Armine only spoke one word; the Name that is above every name.
“Yes, you always cared! But I never cared for anything but fun! Never went to Communion at Easter. It is too late.”
“Oh, no, no!” cried Armine, rousing up, “not too late! Never! You are His! You belong to Him! He cares for you!”
“If He does, it makes it all the worse. I never heeded; I thought it all a bore. I never let myself think what it all meant. I’ve thrown it all away.”
“Oh! I wish I wasn’t so stupid,” cried Armine, with a violent effort against his exhaustion. “Mother loves us, however horrid we are! He is like that; only let us tell Him all the bad we’ve done, and ask Him to blot it out. I’ve been trying-trying-only I’m so dull; and let us give ourselves more and more out and out to Him, whether it is here or there.”
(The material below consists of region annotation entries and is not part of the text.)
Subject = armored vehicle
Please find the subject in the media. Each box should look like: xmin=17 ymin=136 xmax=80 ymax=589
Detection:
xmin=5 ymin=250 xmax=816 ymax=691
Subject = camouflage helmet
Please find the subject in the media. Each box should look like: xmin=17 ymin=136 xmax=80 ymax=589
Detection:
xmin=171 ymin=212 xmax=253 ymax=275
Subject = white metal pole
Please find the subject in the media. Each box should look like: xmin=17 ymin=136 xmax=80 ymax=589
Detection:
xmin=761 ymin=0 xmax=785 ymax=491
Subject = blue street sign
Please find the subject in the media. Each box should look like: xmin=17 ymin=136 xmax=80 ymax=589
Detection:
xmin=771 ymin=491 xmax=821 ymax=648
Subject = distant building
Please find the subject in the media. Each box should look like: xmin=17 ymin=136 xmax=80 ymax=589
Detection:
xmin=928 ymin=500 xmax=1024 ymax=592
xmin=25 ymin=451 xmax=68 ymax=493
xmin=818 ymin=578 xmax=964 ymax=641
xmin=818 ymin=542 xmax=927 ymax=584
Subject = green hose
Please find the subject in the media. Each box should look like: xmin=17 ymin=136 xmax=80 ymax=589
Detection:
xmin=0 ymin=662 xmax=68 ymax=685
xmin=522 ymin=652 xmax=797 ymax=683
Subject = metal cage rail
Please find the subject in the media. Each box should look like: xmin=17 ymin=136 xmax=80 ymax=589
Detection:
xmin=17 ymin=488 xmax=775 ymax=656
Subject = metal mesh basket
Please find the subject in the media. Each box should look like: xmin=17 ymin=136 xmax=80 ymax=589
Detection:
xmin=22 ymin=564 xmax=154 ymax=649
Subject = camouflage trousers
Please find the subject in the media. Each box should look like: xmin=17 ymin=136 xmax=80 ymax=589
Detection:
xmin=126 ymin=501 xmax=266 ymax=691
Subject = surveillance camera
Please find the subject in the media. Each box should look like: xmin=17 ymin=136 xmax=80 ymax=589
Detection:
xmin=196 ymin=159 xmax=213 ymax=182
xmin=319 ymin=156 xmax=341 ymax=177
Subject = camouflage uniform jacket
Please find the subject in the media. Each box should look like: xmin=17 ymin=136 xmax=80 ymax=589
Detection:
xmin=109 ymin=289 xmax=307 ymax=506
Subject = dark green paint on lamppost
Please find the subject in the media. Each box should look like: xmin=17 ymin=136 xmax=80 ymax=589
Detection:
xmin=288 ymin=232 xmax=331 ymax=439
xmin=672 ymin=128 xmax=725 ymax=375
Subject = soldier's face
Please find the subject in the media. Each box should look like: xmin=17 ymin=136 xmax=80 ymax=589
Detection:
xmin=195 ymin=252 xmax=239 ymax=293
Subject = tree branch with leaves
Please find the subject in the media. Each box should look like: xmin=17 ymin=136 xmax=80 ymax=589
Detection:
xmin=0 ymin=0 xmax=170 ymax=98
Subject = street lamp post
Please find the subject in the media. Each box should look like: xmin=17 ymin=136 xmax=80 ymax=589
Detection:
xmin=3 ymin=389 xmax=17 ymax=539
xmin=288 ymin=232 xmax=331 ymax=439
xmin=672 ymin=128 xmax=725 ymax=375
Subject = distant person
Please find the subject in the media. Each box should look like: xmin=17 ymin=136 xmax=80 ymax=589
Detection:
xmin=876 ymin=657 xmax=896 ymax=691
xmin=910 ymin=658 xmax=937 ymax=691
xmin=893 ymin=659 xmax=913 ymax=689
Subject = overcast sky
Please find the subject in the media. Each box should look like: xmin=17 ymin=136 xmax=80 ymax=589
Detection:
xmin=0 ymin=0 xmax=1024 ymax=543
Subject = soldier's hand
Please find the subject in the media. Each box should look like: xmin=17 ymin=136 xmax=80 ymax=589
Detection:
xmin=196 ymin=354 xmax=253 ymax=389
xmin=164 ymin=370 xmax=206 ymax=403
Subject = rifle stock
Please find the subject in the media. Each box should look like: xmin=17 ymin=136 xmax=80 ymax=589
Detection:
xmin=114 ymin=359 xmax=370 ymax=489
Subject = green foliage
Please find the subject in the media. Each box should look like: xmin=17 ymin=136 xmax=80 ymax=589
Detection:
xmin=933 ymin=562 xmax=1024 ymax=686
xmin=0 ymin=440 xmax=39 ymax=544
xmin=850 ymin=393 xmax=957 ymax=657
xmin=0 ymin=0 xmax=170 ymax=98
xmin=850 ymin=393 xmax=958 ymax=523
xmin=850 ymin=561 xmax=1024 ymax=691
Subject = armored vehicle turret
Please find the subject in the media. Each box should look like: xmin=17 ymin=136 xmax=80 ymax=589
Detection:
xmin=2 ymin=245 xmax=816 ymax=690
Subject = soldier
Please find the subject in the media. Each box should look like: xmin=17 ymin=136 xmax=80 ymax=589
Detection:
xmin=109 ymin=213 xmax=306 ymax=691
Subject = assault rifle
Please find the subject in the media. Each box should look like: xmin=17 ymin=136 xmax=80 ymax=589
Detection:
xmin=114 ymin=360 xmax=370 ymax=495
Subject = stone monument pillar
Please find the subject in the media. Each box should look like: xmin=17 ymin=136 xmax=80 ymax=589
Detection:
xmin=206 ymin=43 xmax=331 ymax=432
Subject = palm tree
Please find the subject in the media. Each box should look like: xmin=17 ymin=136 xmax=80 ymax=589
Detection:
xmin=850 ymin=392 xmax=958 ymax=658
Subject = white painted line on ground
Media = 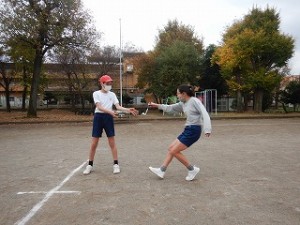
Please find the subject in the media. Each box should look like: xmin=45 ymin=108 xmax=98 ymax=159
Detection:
xmin=17 ymin=191 xmax=81 ymax=195
xmin=15 ymin=162 xmax=86 ymax=225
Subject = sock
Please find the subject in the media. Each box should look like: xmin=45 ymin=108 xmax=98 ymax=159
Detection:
xmin=186 ymin=165 xmax=194 ymax=171
xmin=160 ymin=166 xmax=167 ymax=172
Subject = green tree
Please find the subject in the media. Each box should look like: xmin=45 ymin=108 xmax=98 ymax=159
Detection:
xmin=137 ymin=20 xmax=203 ymax=102
xmin=0 ymin=0 xmax=95 ymax=117
xmin=215 ymin=8 xmax=294 ymax=112
xmin=280 ymin=79 xmax=300 ymax=112
xmin=7 ymin=38 xmax=34 ymax=111
xmin=199 ymin=45 xmax=228 ymax=96
xmin=0 ymin=53 xmax=15 ymax=112
xmin=152 ymin=40 xmax=200 ymax=98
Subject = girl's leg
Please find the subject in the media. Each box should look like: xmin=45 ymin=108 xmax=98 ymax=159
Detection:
xmin=108 ymin=136 xmax=121 ymax=174
xmin=162 ymin=139 xmax=190 ymax=168
xmin=89 ymin=137 xmax=99 ymax=161
xmin=83 ymin=137 xmax=99 ymax=174
xmin=108 ymin=137 xmax=118 ymax=161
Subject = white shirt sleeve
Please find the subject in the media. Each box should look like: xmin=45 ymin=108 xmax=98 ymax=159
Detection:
xmin=196 ymin=99 xmax=212 ymax=134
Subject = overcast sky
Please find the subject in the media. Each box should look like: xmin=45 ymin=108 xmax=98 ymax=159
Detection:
xmin=82 ymin=0 xmax=300 ymax=75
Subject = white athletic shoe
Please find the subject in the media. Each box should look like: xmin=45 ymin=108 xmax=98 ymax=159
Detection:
xmin=83 ymin=165 xmax=93 ymax=175
xmin=113 ymin=164 xmax=121 ymax=173
xmin=185 ymin=166 xmax=200 ymax=181
xmin=149 ymin=166 xmax=165 ymax=179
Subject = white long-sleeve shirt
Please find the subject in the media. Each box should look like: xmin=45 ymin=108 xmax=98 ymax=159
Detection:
xmin=158 ymin=97 xmax=212 ymax=133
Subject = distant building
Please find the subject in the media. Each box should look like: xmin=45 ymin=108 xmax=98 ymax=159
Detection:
xmin=0 ymin=53 xmax=143 ymax=109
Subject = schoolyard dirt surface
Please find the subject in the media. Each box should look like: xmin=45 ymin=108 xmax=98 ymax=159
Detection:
xmin=0 ymin=115 xmax=300 ymax=225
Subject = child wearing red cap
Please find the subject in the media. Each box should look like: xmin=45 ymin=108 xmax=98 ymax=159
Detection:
xmin=83 ymin=75 xmax=138 ymax=174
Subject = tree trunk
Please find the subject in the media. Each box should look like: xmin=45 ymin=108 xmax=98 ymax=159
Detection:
xmin=27 ymin=49 xmax=43 ymax=117
xmin=1 ymin=62 xmax=12 ymax=112
xmin=22 ymin=66 xmax=28 ymax=111
xmin=254 ymin=89 xmax=264 ymax=113
xmin=5 ymin=85 xmax=11 ymax=112
xmin=236 ymin=91 xmax=244 ymax=112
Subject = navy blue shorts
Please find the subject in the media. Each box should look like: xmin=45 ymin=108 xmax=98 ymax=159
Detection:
xmin=92 ymin=113 xmax=115 ymax=138
xmin=177 ymin=125 xmax=201 ymax=147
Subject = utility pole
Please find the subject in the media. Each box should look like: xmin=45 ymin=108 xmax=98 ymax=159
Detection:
xmin=119 ymin=18 xmax=123 ymax=106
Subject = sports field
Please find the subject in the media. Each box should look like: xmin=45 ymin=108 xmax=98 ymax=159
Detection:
xmin=0 ymin=118 xmax=300 ymax=225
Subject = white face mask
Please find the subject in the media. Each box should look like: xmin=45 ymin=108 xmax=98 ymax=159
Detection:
xmin=103 ymin=84 xmax=112 ymax=91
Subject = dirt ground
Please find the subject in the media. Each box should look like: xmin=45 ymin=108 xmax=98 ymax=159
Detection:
xmin=0 ymin=118 xmax=300 ymax=225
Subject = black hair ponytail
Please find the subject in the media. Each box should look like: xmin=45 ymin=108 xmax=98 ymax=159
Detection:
xmin=178 ymin=84 xmax=195 ymax=97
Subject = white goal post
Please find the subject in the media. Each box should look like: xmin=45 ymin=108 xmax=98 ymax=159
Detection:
xmin=195 ymin=89 xmax=218 ymax=114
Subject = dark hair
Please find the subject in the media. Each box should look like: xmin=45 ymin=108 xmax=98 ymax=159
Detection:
xmin=178 ymin=84 xmax=195 ymax=97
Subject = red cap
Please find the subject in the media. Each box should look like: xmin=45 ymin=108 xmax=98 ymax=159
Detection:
xmin=99 ymin=75 xmax=113 ymax=83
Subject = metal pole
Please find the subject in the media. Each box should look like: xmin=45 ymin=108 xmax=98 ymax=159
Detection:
xmin=120 ymin=18 xmax=123 ymax=106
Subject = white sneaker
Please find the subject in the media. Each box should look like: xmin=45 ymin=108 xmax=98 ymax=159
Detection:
xmin=83 ymin=165 xmax=93 ymax=175
xmin=149 ymin=166 xmax=165 ymax=179
xmin=185 ymin=166 xmax=200 ymax=181
xmin=113 ymin=164 xmax=121 ymax=173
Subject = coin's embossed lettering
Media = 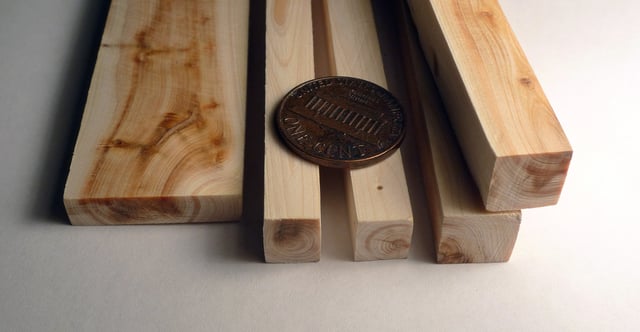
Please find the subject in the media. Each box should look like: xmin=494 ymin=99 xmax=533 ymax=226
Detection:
xmin=276 ymin=77 xmax=405 ymax=168
xmin=284 ymin=118 xmax=306 ymax=137
xmin=305 ymin=96 xmax=388 ymax=135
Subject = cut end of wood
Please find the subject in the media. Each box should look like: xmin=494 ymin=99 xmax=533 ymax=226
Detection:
xmin=352 ymin=220 xmax=413 ymax=261
xmin=436 ymin=211 xmax=521 ymax=264
xmin=483 ymin=151 xmax=573 ymax=211
xmin=263 ymin=219 xmax=322 ymax=263
xmin=64 ymin=195 xmax=242 ymax=226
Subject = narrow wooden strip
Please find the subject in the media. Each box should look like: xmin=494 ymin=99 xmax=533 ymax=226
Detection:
xmin=64 ymin=0 xmax=249 ymax=225
xmin=398 ymin=1 xmax=521 ymax=263
xmin=408 ymin=0 xmax=572 ymax=211
xmin=263 ymin=0 xmax=321 ymax=263
xmin=325 ymin=0 xmax=413 ymax=261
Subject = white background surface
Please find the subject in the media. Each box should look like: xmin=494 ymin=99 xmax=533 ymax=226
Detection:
xmin=0 ymin=0 xmax=640 ymax=331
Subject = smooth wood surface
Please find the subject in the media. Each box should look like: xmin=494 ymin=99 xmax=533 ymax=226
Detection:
xmin=325 ymin=0 xmax=413 ymax=261
xmin=263 ymin=0 xmax=321 ymax=263
xmin=397 ymin=1 xmax=521 ymax=263
xmin=408 ymin=0 xmax=572 ymax=211
xmin=64 ymin=0 xmax=249 ymax=225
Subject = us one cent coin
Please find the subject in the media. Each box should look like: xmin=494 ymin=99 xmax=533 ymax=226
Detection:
xmin=275 ymin=76 xmax=405 ymax=168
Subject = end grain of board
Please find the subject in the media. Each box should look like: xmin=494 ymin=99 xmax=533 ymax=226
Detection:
xmin=408 ymin=0 xmax=572 ymax=211
xmin=64 ymin=0 xmax=249 ymax=225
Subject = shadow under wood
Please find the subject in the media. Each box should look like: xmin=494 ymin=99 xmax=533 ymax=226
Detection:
xmin=239 ymin=0 xmax=266 ymax=261
xmin=26 ymin=0 xmax=110 ymax=224
xmin=371 ymin=0 xmax=436 ymax=263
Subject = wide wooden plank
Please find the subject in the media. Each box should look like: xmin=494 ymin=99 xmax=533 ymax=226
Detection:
xmin=397 ymin=1 xmax=521 ymax=263
xmin=64 ymin=0 xmax=249 ymax=225
xmin=408 ymin=0 xmax=572 ymax=211
xmin=325 ymin=0 xmax=413 ymax=261
xmin=263 ymin=0 xmax=321 ymax=263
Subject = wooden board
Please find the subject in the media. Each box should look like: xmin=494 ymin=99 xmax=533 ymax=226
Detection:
xmin=64 ymin=0 xmax=249 ymax=225
xmin=397 ymin=1 xmax=521 ymax=263
xmin=325 ymin=0 xmax=413 ymax=261
xmin=263 ymin=0 xmax=321 ymax=263
xmin=408 ymin=0 xmax=572 ymax=211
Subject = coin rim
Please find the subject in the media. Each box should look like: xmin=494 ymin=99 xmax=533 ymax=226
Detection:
xmin=274 ymin=76 xmax=407 ymax=169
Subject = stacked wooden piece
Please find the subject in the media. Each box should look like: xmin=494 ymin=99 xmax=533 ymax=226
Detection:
xmin=64 ymin=0 xmax=249 ymax=225
xmin=400 ymin=0 xmax=572 ymax=263
xmin=64 ymin=0 xmax=572 ymax=263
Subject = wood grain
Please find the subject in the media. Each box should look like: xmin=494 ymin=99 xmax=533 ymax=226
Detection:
xmin=408 ymin=0 xmax=572 ymax=211
xmin=263 ymin=0 xmax=321 ymax=263
xmin=64 ymin=0 xmax=249 ymax=225
xmin=397 ymin=1 xmax=521 ymax=263
xmin=324 ymin=0 xmax=413 ymax=261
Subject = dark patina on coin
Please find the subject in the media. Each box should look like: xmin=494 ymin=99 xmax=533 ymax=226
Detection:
xmin=275 ymin=76 xmax=405 ymax=168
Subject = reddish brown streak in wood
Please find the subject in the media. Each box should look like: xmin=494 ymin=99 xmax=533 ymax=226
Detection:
xmin=438 ymin=238 xmax=473 ymax=264
xmin=83 ymin=0 xmax=229 ymax=197
xmin=525 ymin=153 xmax=571 ymax=196
xmin=273 ymin=219 xmax=317 ymax=246
xmin=78 ymin=197 xmax=182 ymax=224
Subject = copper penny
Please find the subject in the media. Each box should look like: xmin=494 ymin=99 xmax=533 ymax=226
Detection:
xmin=275 ymin=76 xmax=405 ymax=168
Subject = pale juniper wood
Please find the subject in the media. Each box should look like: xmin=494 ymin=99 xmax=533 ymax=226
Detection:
xmin=64 ymin=0 xmax=249 ymax=225
xmin=263 ymin=0 xmax=321 ymax=263
xmin=324 ymin=0 xmax=413 ymax=261
xmin=398 ymin=1 xmax=521 ymax=263
xmin=408 ymin=0 xmax=572 ymax=211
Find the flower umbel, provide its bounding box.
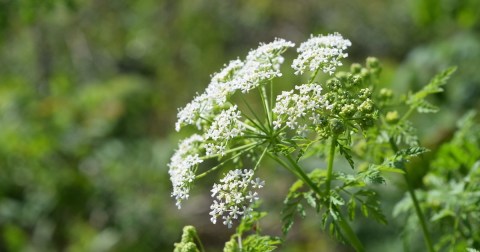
[168,134,203,209]
[292,33,352,75]
[210,169,265,228]
[273,84,330,134]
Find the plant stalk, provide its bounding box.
[284,156,365,252]
[389,138,435,252]
[325,136,337,197]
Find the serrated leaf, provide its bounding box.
[407,67,457,107]
[303,192,317,208]
[348,197,357,221]
[361,204,368,217]
[330,194,345,206]
[417,100,439,113]
[430,209,455,222]
[338,144,355,169]
[378,165,405,174]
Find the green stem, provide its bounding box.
[283,157,365,252]
[308,68,320,84]
[325,136,337,196]
[193,232,205,252]
[287,156,325,197]
[259,86,272,130]
[403,177,435,252]
[195,143,262,179]
[389,138,435,252]
[200,142,259,160]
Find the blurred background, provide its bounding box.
[0,0,480,251]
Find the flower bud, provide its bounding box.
[350,63,362,74]
[330,119,345,135]
[385,110,400,124]
[380,88,393,100]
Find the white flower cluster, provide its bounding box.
[234,38,295,93]
[272,84,331,133]
[210,169,265,228]
[168,134,204,209]
[175,60,243,131]
[175,39,295,131]
[292,33,352,75]
[205,105,245,156]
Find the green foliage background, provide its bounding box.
[0,0,480,251]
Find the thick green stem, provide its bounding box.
[403,173,435,252]
[194,232,205,252]
[325,137,337,197]
[259,86,272,130]
[390,138,435,252]
[282,157,365,252]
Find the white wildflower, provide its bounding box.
[272,84,329,134]
[210,169,265,228]
[175,39,294,131]
[292,33,352,75]
[233,38,295,93]
[168,134,203,209]
[205,105,245,156]
[175,60,243,131]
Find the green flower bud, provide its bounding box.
[350,63,362,74]
[385,110,400,124]
[358,98,374,113]
[380,88,393,100]
[360,114,375,129]
[330,119,345,135]
[367,57,380,69]
[181,242,199,252]
[340,104,356,117]
[335,72,350,82]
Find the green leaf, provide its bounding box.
[378,165,405,174]
[338,144,355,169]
[407,67,457,108]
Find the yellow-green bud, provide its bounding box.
[330,119,345,135]
[385,110,400,124]
[350,63,362,74]
[380,88,393,100]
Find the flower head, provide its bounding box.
[168,134,203,209]
[233,38,295,93]
[210,169,265,228]
[292,33,352,75]
[205,105,245,156]
[273,84,330,133]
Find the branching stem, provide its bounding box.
[389,138,435,252]
[325,136,337,197]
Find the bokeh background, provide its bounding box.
[0,0,480,251]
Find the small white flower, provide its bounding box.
[210,169,265,228]
[272,84,328,132]
[252,178,265,188]
[168,134,203,209]
[205,105,245,156]
[292,33,352,75]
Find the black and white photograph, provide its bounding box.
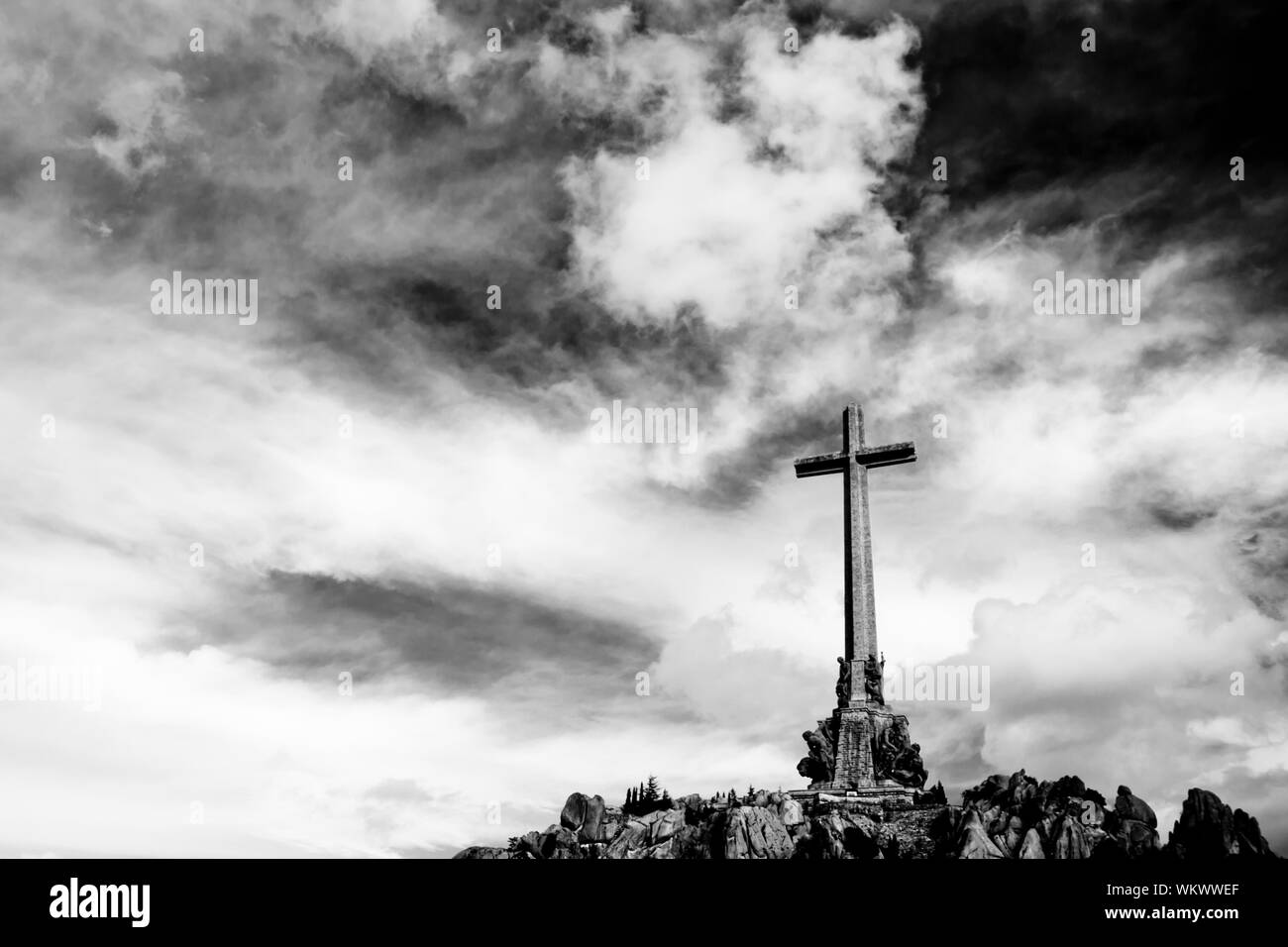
[0,0,1288,937]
“That I must,” said Jock; “it would be shabby and sneaking not.”
“Oh, Jock,” cried Armine, joyfully, “then it will all be right any way;” and he raised his face and kissed his brother. “You promise, Jock. Please promise.”
“Promise what? That if He will save us out of this, I’ll take a new line, and be as good as I know how, and-”
Armine took the word, whether consciously or not: “And manfully to fight under His banner, and continue Christ’s faithful soldiers and servants unto our lives’ end. Amen!”
“Amen,” Jock said, after him.
After that, Jock found that the child was repeating the Creed, and said it after him, the meanings thrilling through him as they had never done before. Next followed lines of “Rock of Ages,” and for some time longer there was a drowsy murmur of sacred words, but there was no eliciting a direct reply any more; and with dull constern-ation, Jock knew that the fatal torpor could no longer be broken, and was almost irritated that all the words he caught were such happy, peaceful ones. The very last were, “Inside angels’ wings, all white down.”